Challenges in Designing the Best Climber for the Space Elevator

One of the most critical components of the space elevator is the climber. It is second only to the ribbon in importance and perfection of design. As we will see shortly at the X-Prize Cup, building the perfect climber is not an easy task but getting close is well within grasp.

The baseline climber consists of a few basic components: the power system, the drive system, the payload and the infrastructure. We will get into each of these but before we do we need to understand the goal – hauling cargo, whatever it may be, up the ribbon. The climber meets this goal by lifting the maximum payload at a specified ascent speed. A quick glance at the basic layout of a climber and we quickly understand that to maximize the payload at a given speed we need to minimize the mass of the other components – the power system, the drive system and the infrastructure. This means optimizing the systems to work together and for their precise purpose.

Space Elevator Climber

In the available publications the baseline climber has been discussed and laid out. Variations on this are being proposed but we will work with the baseline climber today. To optimize this system we have to reduce mass everywhere possible without creating too much risk of failure. In the original designs and in most of the climbers at last year’s competition the climbers were rigid frame made from aluminum. The drive motors and rollers were hard mounted in these frames and the photovoltaic cells were set in rigid arrays sometimes backed with solid sheets of metal. The control units ranged from very simple switches to computers in boxes.

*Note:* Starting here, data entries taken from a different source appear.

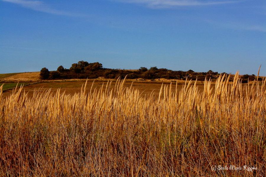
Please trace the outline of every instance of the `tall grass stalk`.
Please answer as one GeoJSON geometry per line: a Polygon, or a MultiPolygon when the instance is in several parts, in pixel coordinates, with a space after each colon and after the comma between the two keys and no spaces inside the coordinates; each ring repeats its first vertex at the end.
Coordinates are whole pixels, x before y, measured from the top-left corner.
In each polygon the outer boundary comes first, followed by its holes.
{"type": "Polygon", "coordinates": [[[2,97],[0,176],[266,176],[266,86],[221,75],[145,96],[119,79],[66,95],[2,97]],[[256,170],[212,171],[213,166],[256,170]]]}

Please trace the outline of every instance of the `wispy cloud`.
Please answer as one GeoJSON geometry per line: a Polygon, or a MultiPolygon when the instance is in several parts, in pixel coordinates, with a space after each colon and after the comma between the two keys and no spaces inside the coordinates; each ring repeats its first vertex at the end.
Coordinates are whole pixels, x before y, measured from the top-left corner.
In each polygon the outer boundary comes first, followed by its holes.
{"type": "Polygon", "coordinates": [[[33,10],[59,15],[79,16],[80,14],[71,13],[55,9],[40,1],[26,0],[0,0],[2,1],[16,4],[33,10]]]}
{"type": "Polygon", "coordinates": [[[221,4],[239,2],[239,1],[210,0],[115,0],[125,3],[144,4],[154,8],[168,8],[178,6],[205,6],[221,4]]]}

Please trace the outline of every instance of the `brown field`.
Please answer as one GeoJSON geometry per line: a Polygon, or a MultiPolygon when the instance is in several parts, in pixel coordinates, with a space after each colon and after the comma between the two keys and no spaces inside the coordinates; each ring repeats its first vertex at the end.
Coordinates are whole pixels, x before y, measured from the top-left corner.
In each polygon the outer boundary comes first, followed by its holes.
{"type": "Polygon", "coordinates": [[[223,79],[201,91],[188,82],[40,83],[25,87],[30,97],[23,88],[3,97],[1,86],[0,176],[265,176],[266,82],[223,79]],[[249,168],[212,170],[219,165],[249,168]]]}
{"type": "MultiPolygon", "coordinates": [[[[105,88],[108,81],[100,81],[98,80],[95,80],[94,81],[93,89],[95,88],[99,89],[104,84],[104,87],[105,88]]],[[[159,95],[160,89],[162,86],[162,82],[135,82],[132,80],[127,80],[125,83],[125,86],[130,87],[133,82],[132,87],[134,88],[138,89],[141,93],[141,95],[145,96],[145,94],[148,95],[150,94],[153,91],[156,97],[159,95]]],[[[32,96],[35,90],[38,90],[39,92],[42,92],[47,90],[51,89],[51,91],[54,93],[56,93],[57,89],[60,88],[61,92],[65,92],[66,94],[74,95],[75,93],[80,92],[81,87],[82,85],[84,85],[86,82],[85,80],[82,81],[75,82],[44,82],[37,83],[32,85],[29,85],[24,86],[23,91],[25,90],[26,92],[28,93],[29,96],[32,96]]],[[[88,80],[87,82],[87,88],[90,88],[93,82],[92,80],[88,80]]],[[[166,84],[164,84],[169,87],[170,84],[169,82],[166,82],[166,84]]],[[[112,83],[110,88],[113,88],[115,85],[116,81],[112,81],[112,83]]],[[[178,91],[181,90],[182,88],[183,84],[178,82],[177,89],[178,91]]],[[[172,82],[172,90],[173,91],[175,90],[176,85],[176,82],[172,82]]],[[[200,84],[198,86],[199,90],[202,91],[203,90],[204,85],[200,84]]],[[[3,93],[3,96],[4,97],[10,95],[12,94],[12,89],[9,89],[5,91],[3,93]]]]}
{"type": "Polygon", "coordinates": [[[16,74],[12,75],[11,76],[0,79],[0,82],[35,82],[40,81],[40,72],[29,72],[14,74],[16,74]]]}

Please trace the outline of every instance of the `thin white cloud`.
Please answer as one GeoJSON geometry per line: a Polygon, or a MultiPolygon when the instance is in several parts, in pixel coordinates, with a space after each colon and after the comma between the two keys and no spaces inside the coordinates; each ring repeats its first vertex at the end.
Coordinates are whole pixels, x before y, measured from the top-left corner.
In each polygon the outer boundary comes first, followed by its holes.
{"type": "Polygon", "coordinates": [[[207,23],[219,28],[231,29],[236,30],[249,31],[266,33],[266,25],[252,24],[244,24],[232,21],[218,22],[210,20],[204,20],[207,23]]]}
{"type": "Polygon", "coordinates": [[[209,0],[115,0],[121,2],[142,4],[154,8],[168,8],[178,6],[214,5],[235,3],[239,1],[209,0]]]}
{"type": "Polygon", "coordinates": [[[2,1],[18,4],[21,6],[37,11],[59,15],[81,16],[81,14],[71,13],[55,9],[40,1],[27,0],[0,0],[2,1]]]}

During the competition last year I had some detailed discussions with one of the teams after their first failed attempt. The discussions targeted the mass of their climber directly and after cutting off various components including a compressed gas braking system the climber passed breakeven and began to ascend the ribbon on the next attempt. For a first design they did well and I expect them to do well again in the coming event. But I hope to see a different design at the competition this year and believe it will lead to an optimized design that can eventually be used on the real space elevator.

Space Elevator Climber

To reduce the mass of the systems, advanced materials (composites) are needed in all structural components. For mounting the motors, fiber sandwich panels are needed. The motors themselves should have their cases replaced by thin composite shells where possible. The rollers might be spoked assemblies within composite tubes. The rollers should also lean toward the multiple offset roller design (even though I show a pinch roller design in the image below) to reduce the compression on the ribbon required and the losses there.

The primary frame running from the drive down to the secondary rollers and power array, if this design is used, should be thin composite components in a truss type design. All tension components such as the supports for the photovoltaic array need to be thin polymer threads (a CNT or metal thread will be needed on the real climbers due to radiation and UV damage) simply strong enough to hold the array flat. These same tensile components can provide the structural support for the photovoltaic array though careful handling will be required due to the fragile nature of the cells. The photovoltaic arrays should also be held in an open-backed structure to reduce mass and allow radiative (and in the competition conductive) cooling of the cells. The designs we have done along these lines look like they will meet the requirements for the competition and the real system.

For the control system, simple is best. Simple switches to allow the climber to fulfill its duties. The control can be done through RF controls designed for model airplanes.

Space Elevator Climber

The second target of optimization is in the power system. At last year’s competition a large spotlight was used due to it availability and ease of use. The problem with white light is that much of it falls outside the useable spectrum for silicon of GaAs cells. The result is low efficiency (<20%) and excess heating of the receiving array – enough to melt solder. The answer is a different system. A tuned laser can provide a receiver efficiency above 60% and minimal heating with silicon or GaAs and on short distances microwave can also be a viable energy source. By selecting the right system the array can be minimized and thermal issues eliminated. The second part is a highly efficient motor at all of the required speeds. Fortunately, electric motors have been tuned and perfected over years and regularly have efficiencies well over 80%. The key in the motor is minimizing the mass.

The key is to minimize and optimize all the components and as we see here this is primarily focused on the mass and power.